# ML @ Scikit-Learn / 20241001

！！！🐍 由于原著版权原因，此学习笔记仅限个人交流学习目的，不做任何商业或广播用途。  
！！！🐍 Reference: --> https://scikit-learn.org/stable/index.html

## §6.1. - [Pipelines and composite estimators](https://scikit-learn.org/stable/modules/compose.html) / 20241015

To build a composite estimator, transformers are usually combined with other transformers or with `predictors` (such as classifiers or regressors). The most common tool used for composing estimators is a `Pipeline`. Pipelines require all steps except the last to be a `transformer`. The last step can be anything, a transformer, a predictor, or a clustering estimator which might have or not have a `.predict(...)` method. A pipeline exposes all methods provided by the last estimator: if the last step provides a `transform` method, then the pipeline would have a `transform` method and behave like a transformer. If the last step provides a `predict` method, then the pipeline would expose that method, and given a data `X`, use all steps except the last to transform the data, and then give that transformed data to the `predict` method of the last step of the pipeline. The class `Pipeline` is often used in combination with `ColumnTransformer` or `FeatureUnion` which concatenate the output of transformers into a composite feature space. `TransformedTargetRegressor` deals with transforming the `target` (i.e. log-transform `y`).

### 6.1.1. Pipeline: chaining estimators

`Pipeline` can be used to chain multiple estimators into one. This is useful as there is often a fixed sequence of steps in processing the data, for example feature selection, normalization and classification. `Pipeline `serves multiple purposes here:

**Convenience and encapsulation**<br>
You only have to call `fit` and `predict` once on your data to fit a whole sequence of estimators.
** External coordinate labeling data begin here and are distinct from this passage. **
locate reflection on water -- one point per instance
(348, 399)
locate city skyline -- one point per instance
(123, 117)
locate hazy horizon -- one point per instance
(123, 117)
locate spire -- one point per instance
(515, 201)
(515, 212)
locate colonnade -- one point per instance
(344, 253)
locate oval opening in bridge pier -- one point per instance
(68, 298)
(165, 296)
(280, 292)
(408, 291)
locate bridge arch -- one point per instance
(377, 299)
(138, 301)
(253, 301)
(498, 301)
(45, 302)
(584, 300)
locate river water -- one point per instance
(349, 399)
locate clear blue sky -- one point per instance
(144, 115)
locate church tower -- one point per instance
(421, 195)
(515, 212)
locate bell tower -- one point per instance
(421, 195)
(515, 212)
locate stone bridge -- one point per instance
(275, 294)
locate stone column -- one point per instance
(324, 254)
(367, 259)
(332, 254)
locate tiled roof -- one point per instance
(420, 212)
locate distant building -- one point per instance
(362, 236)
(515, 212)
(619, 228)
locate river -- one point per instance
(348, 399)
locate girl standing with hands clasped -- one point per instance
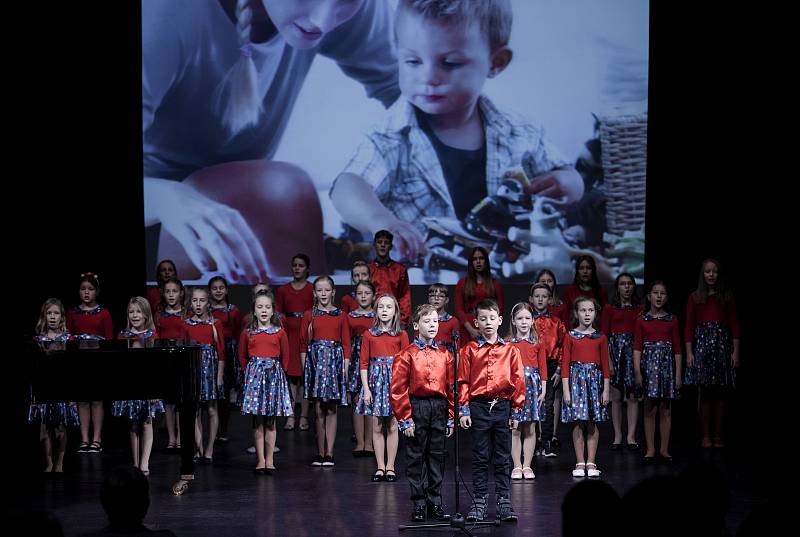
(712, 347)
(88, 320)
(292, 301)
(381, 343)
(231, 319)
(657, 361)
(476, 286)
(327, 337)
(618, 322)
(586, 385)
(206, 330)
(359, 320)
(169, 324)
(534, 360)
(54, 418)
(140, 328)
(263, 349)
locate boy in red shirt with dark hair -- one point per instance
(422, 401)
(490, 375)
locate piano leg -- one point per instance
(188, 411)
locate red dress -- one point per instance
(292, 304)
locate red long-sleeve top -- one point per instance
(154, 298)
(532, 354)
(710, 312)
(144, 336)
(379, 343)
(421, 370)
(465, 311)
(585, 348)
(391, 278)
(326, 325)
(550, 331)
(231, 319)
(573, 291)
(619, 320)
(170, 325)
(270, 342)
(650, 329)
(489, 371)
(203, 332)
(448, 324)
(348, 303)
(292, 304)
(95, 322)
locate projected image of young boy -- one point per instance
(444, 146)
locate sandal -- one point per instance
(289, 426)
(580, 470)
(591, 470)
(378, 477)
(303, 423)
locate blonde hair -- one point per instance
(512, 328)
(236, 98)
(144, 305)
(41, 325)
(394, 324)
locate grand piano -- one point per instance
(91, 370)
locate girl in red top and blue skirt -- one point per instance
(54, 418)
(618, 321)
(231, 319)
(586, 385)
(93, 322)
(381, 343)
(292, 301)
(534, 360)
(326, 336)
(263, 351)
(359, 320)
(140, 332)
(657, 361)
(712, 348)
(203, 328)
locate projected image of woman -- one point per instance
(219, 81)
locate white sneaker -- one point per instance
(591, 470)
(580, 470)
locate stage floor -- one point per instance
(228, 499)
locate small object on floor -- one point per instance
(419, 513)
(527, 473)
(592, 470)
(580, 470)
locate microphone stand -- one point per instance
(457, 520)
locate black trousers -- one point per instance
(549, 398)
(425, 450)
(491, 438)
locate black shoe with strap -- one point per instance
(505, 511)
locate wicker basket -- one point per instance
(623, 141)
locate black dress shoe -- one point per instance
(437, 513)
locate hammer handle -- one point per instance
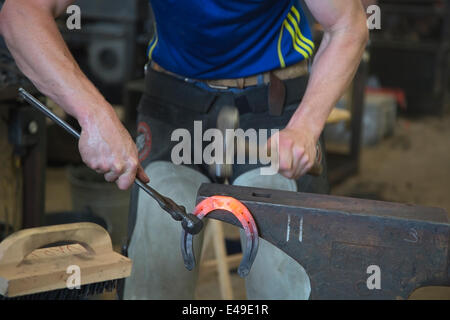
(317, 168)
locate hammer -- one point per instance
(228, 119)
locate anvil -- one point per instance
(339, 241)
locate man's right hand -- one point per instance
(106, 147)
(33, 38)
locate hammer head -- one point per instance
(228, 118)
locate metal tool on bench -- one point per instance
(338, 239)
(190, 222)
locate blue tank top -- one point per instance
(222, 39)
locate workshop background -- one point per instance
(388, 138)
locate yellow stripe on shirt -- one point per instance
(280, 53)
(153, 46)
(296, 47)
(304, 39)
(298, 33)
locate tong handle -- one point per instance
(177, 212)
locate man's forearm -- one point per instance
(333, 69)
(34, 40)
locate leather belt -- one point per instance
(290, 72)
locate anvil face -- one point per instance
(338, 240)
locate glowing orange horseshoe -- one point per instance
(240, 211)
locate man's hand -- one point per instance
(335, 63)
(38, 48)
(296, 151)
(106, 146)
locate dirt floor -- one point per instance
(412, 166)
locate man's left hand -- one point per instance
(296, 151)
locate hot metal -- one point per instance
(244, 218)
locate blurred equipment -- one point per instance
(189, 222)
(340, 241)
(32, 269)
(23, 142)
(111, 44)
(411, 51)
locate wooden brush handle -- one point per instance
(20, 244)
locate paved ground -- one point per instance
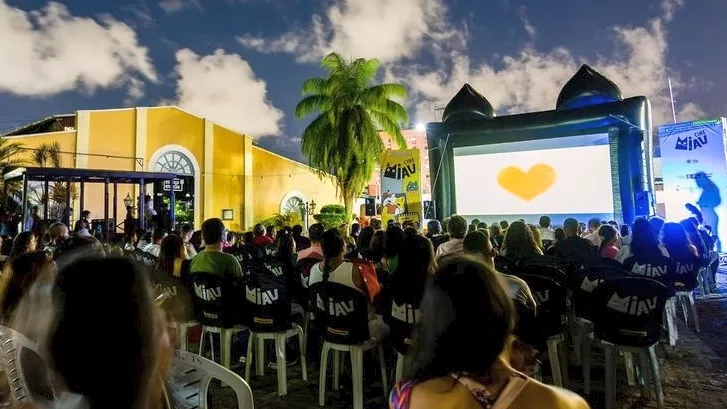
(694, 374)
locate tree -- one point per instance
(9, 157)
(48, 155)
(343, 139)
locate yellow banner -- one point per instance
(401, 195)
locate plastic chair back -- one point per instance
(542, 266)
(551, 298)
(656, 267)
(218, 301)
(344, 313)
(267, 295)
(26, 370)
(585, 279)
(628, 310)
(686, 273)
(191, 374)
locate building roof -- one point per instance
(84, 175)
(53, 123)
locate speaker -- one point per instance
(429, 212)
(370, 206)
(642, 203)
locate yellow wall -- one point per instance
(274, 176)
(66, 140)
(236, 165)
(228, 178)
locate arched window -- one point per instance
(174, 162)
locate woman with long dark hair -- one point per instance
(24, 242)
(460, 351)
(519, 243)
(335, 269)
(643, 242)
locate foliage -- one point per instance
(10, 156)
(343, 139)
(48, 155)
(279, 220)
(332, 216)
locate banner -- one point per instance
(694, 171)
(401, 195)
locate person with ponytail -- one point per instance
(335, 269)
(609, 241)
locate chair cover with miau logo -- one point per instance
(585, 279)
(218, 302)
(267, 295)
(344, 313)
(628, 310)
(686, 273)
(656, 266)
(551, 297)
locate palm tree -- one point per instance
(343, 139)
(9, 157)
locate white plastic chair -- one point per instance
(356, 352)
(12, 344)
(225, 341)
(280, 338)
(190, 379)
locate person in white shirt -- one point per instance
(457, 227)
(546, 231)
(593, 225)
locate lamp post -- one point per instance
(308, 209)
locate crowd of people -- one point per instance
(91, 308)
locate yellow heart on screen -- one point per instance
(527, 185)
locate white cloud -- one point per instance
(50, 51)
(224, 88)
(385, 29)
(531, 79)
(172, 6)
(669, 7)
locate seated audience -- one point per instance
(643, 242)
(27, 270)
(315, 233)
(573, 248)
(457, 228)
(519, 243)
(24, 243)
(478, 245)
(212, 259)
(434, 233)
(460, 354)
(156, 240)
(335, 269)
(546, 230)
(301, 242)
(138, 337)
(186, 231)
(593, 225)
(609, 241)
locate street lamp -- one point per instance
(308, 209)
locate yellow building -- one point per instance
(225, 169)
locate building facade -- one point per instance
(221, 171)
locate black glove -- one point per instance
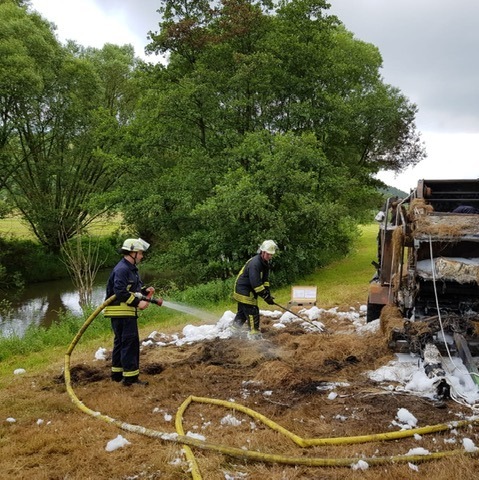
(268, 298)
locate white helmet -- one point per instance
(268, 246)
(135, 245)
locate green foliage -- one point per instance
(203, 295)
(264, 124)
(65, 112)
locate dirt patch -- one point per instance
(287, 378)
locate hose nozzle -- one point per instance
(156, 301)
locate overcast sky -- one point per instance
(429, 50)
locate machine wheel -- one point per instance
(374, 311)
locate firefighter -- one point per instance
(124, 282)
(252, 281)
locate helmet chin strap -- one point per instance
(134, 257)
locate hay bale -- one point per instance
(391, 320)
(419, 208)
(276, 374)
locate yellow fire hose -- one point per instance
(187, 441)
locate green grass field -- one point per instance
(16, 227)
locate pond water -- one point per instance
(39, 304)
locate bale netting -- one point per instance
(391, 320)
(449, 226)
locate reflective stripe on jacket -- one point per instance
(252, 280)
(124, 282)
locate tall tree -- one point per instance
(63, 135)
(243, 72)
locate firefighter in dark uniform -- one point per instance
(252, 281)
(125, 282)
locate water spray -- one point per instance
(196, 312)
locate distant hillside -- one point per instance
(393, 192)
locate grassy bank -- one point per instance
(342, 284)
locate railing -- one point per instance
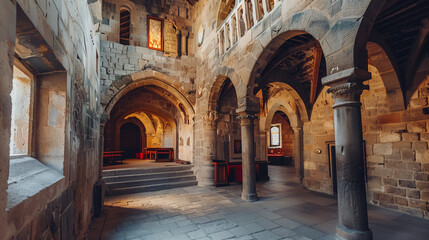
(245, 15)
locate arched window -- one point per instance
(224, 10)
(125, 26)
(275, 135)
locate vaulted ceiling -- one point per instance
(300, 63)
(402, 29)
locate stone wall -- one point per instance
(397, 150)
(162, 121)
(318, 133)
(63, 209)
(396, 147)
(119, 60)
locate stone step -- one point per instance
(149, 188)
(133, 171)
(132, 177)
(148, 182)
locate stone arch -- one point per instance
(225, 8)
(216, 90)
(309, 22)
(378, 57)
(135, 121)
(301, 112)
(140, 79)
(293, 117)
(144, 119)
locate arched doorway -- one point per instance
(281, 141)
(130, 139)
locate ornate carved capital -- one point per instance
(246, 116)
(347, 86)
(297, 129)
(347, 93)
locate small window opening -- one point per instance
(270, 5)
(125, 27)
(249, 11)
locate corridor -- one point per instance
(284, 211)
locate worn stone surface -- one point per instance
(219, 213)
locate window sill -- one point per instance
(27, 177)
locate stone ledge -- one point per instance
(27, 177)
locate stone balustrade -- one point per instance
(243, 17)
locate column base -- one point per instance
(345, 233)
(249, 197)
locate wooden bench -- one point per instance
(225, 172)
(113, 156)
(160, 154)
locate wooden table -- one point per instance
(161, 154)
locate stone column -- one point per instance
(299, 163)
(346, 88)
(248, 156)
(184, 42)
(205, 167)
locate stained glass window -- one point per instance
(275, 135)
(155, 33)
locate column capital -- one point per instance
(246, 115)
(248, 104)
(347, 86)
(297, 129)
(347, 94)
(348, 75)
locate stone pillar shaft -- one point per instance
(346, 89)
(248, 157)
(205, 174)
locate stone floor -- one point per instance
(138, 163)
(284, 211)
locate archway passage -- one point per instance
(298, 62)
(130, 139)
(280, 141)
(147, 123)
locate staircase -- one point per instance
(135, 180)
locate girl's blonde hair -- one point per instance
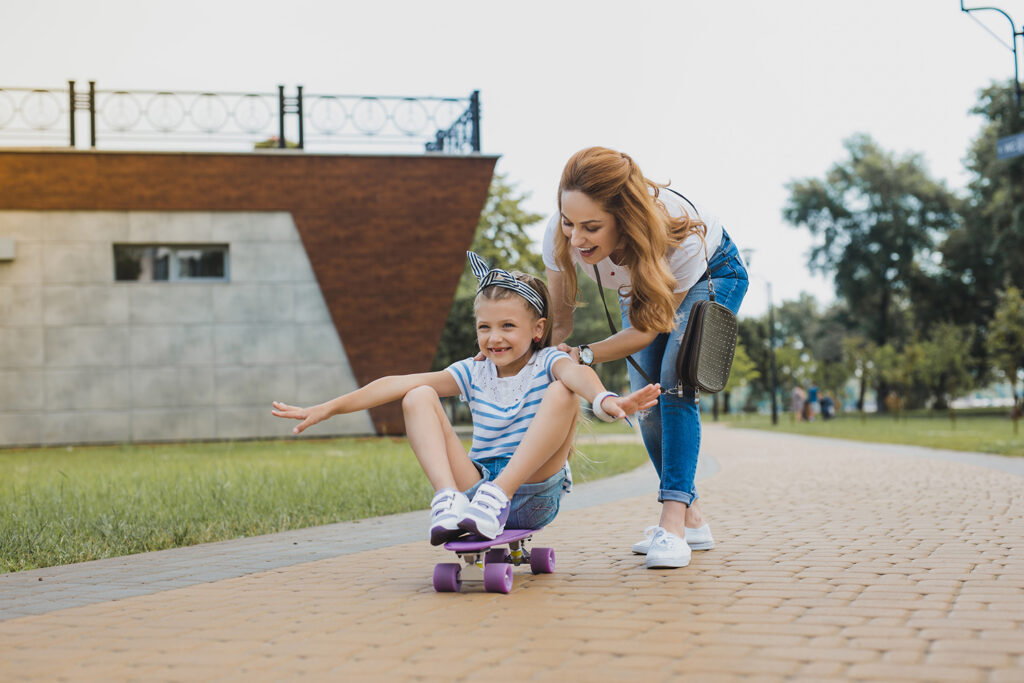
(647, 231)
(497, 293)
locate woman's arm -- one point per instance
(560, 307)
(622, 344)
(376, 393)
(584, 382)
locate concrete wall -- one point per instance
(84, 358)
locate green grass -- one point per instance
(980, 434)
(69, 505)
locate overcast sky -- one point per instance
(728, 99)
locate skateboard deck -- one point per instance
(476, 543)
(486, 562)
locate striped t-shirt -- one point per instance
(503, 407)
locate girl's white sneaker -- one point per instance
(667, 551)
(445, 511)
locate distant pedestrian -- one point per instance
(797, 401)
(812, 401)
(827, 407)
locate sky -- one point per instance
(729, 100)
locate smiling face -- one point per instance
(590, 229)
(505, 332)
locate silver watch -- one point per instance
(586, 355)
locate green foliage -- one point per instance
(985, 254)
(59, 506)
(943, 369)
(878, 217)
(502, 241)
(743, 371)
(1006, 339)
(977, 434)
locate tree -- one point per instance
(1007, 341)
(944, 368)
(743, 372)
(502, 240)
(878, 218)
(986, 251)
(873, 214)
(981, 256)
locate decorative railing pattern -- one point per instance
(132, 118)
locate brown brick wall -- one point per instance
(386, 236)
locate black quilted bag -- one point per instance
(709, 343)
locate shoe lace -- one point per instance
(664, 540)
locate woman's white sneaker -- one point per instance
(667, 551)
(696, 539)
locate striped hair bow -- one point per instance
(499, 278)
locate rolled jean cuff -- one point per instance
(678, 496)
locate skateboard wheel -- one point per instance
(542, 560)
(446, 578)
(494, 556)
(498, 578)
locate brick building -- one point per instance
(172, 296)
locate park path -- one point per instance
(835, 560)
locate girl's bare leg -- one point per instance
(434, 441)
(545, 447)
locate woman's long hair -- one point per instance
(647, 231)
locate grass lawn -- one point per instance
(980, 434)
(69, 505)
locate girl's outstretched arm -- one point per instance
(376, 393)
(585, 382)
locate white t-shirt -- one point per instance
(686, 262)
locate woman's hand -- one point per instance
(308, 416)
(620, 407)
(573, 351)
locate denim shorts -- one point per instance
(535, 505)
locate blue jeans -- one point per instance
(534, 505)
(672, 429)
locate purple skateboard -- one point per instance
(484, 562)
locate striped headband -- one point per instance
(499, 278)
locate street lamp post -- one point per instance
(771, 356)
(1014, 33)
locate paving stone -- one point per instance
(868, 590)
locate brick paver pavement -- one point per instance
(835, 560)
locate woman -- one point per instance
(656, 250)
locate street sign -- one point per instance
(1008, 147)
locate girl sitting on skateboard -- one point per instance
(523, 398)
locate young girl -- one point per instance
(523, 398)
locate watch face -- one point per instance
(586, 355)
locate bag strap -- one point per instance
(611, 326)
(711, 285)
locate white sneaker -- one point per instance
(445, 511)
(486, 513)
(667, 551)
(696, 539)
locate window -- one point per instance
(146, 263)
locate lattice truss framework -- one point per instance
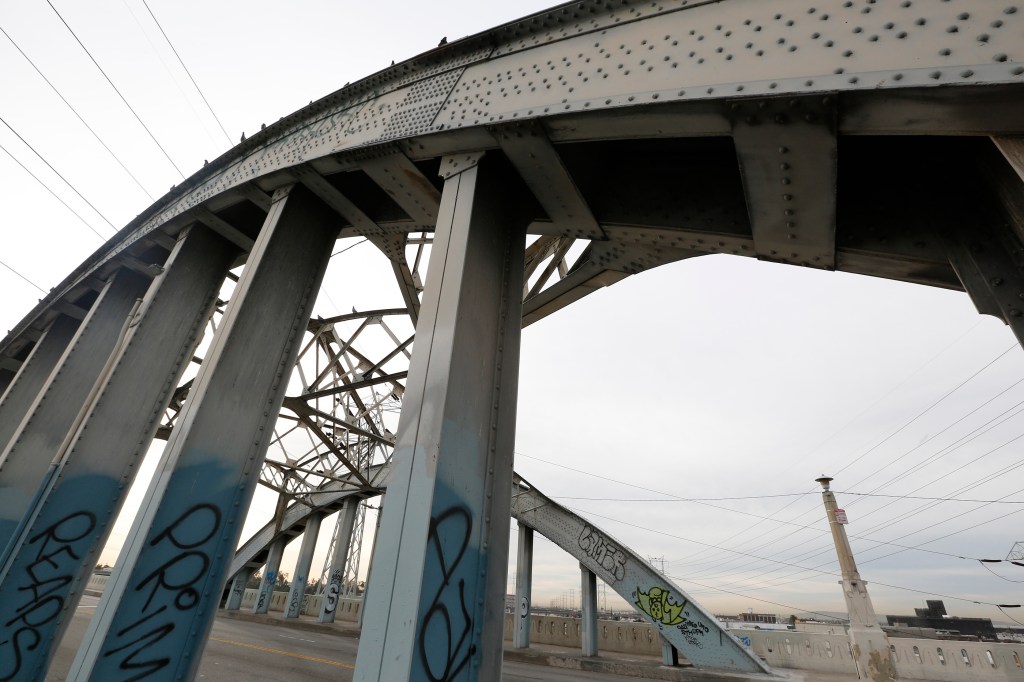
(337, 424)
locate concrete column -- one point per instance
(297, 591)
(269, 578)
(867, 641)
(523, 587)
(588, 599)
(436, 604)
(237, 592)
(171, 570)
(33, 374)
(73, 511)
(670, 655)
(332, 594)
(26, 460)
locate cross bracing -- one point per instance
(621, 136)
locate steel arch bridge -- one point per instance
(617, 134)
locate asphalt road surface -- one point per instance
(244, 651)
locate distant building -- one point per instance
(759, 617)
(934, 616)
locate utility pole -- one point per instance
(868, 641)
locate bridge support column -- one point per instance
(300, 578)
(160, 603)
(237, 592)
(33, 374)
(436, 604)
(27, 458)
(523, 587)
(269, 578)
(72, 513)
(329, 608)
(588, 599)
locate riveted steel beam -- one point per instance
(222, 227)
(33, 374)
(523, 587)
(410, 188)
(535, 158)
(787, 156)
(192, 517)
(684, 623)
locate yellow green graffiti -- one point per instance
(657, 603)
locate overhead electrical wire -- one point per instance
(771, 516)
(62, 178)
(188, 73)
(932, 437)
(130, 109)
(770, 560)
(23, 276)
(924, 412)
(773, 541)
(79, 116)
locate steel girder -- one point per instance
(646, 133)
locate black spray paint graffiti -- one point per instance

**Joint parameter selection**<br>
You can `grid search` over parameters of all estimators in the pipeline at once.

**Safety**<br>
Pipelines help avoid leaking statistics from your test data into the trained model in cross-validation, by ensuring that `the same samples` are used to train the transformers and predictors.

All estimators in a pipeline, except the last one, must be transformers (i.e. must have a transform method). The last estimator may be any type (transformer, classifier, etc.).

**<blockquote>⚠️Note:**

Calling `fit` on the pipeline is the same as calling `fit` on each estimator in turn, `transform` the input and pass it on to the next step. The pipeline has all the methods that the last estimator in the pipeline has, i.e. if the last estimator is a classifier, the `Pipeline` can be used as a classifier. If the last estimator is a transformer, again, so is the pipeline.</blockquote>

#### 6.1.1.1. Usage

##### 6.1.1.1.1. Build a pipeline

The [Pipeline](https://scikit-learn.org/stable/modules/generated/sklearn.pipeline.Pipeline.html#sklearn.pipeline.Pipeline) is built using a list of `(key, value)` pairs, where the `key` is a string containing the name you want to give this step and `value` is an estimator object:

In [17]:
# build a pipeline
# d06_1_2_build_pipeline.py

from sklearn.pipeline import Pipeline
from sklearn.svm import SVC
from sklearn.decomposition import PCA
from sklearn.feature_selection import SelectKBest

estimators = [('reduce_dim', PCA()), ('clf', SVC()), ('feature_selection', SelectKBest())]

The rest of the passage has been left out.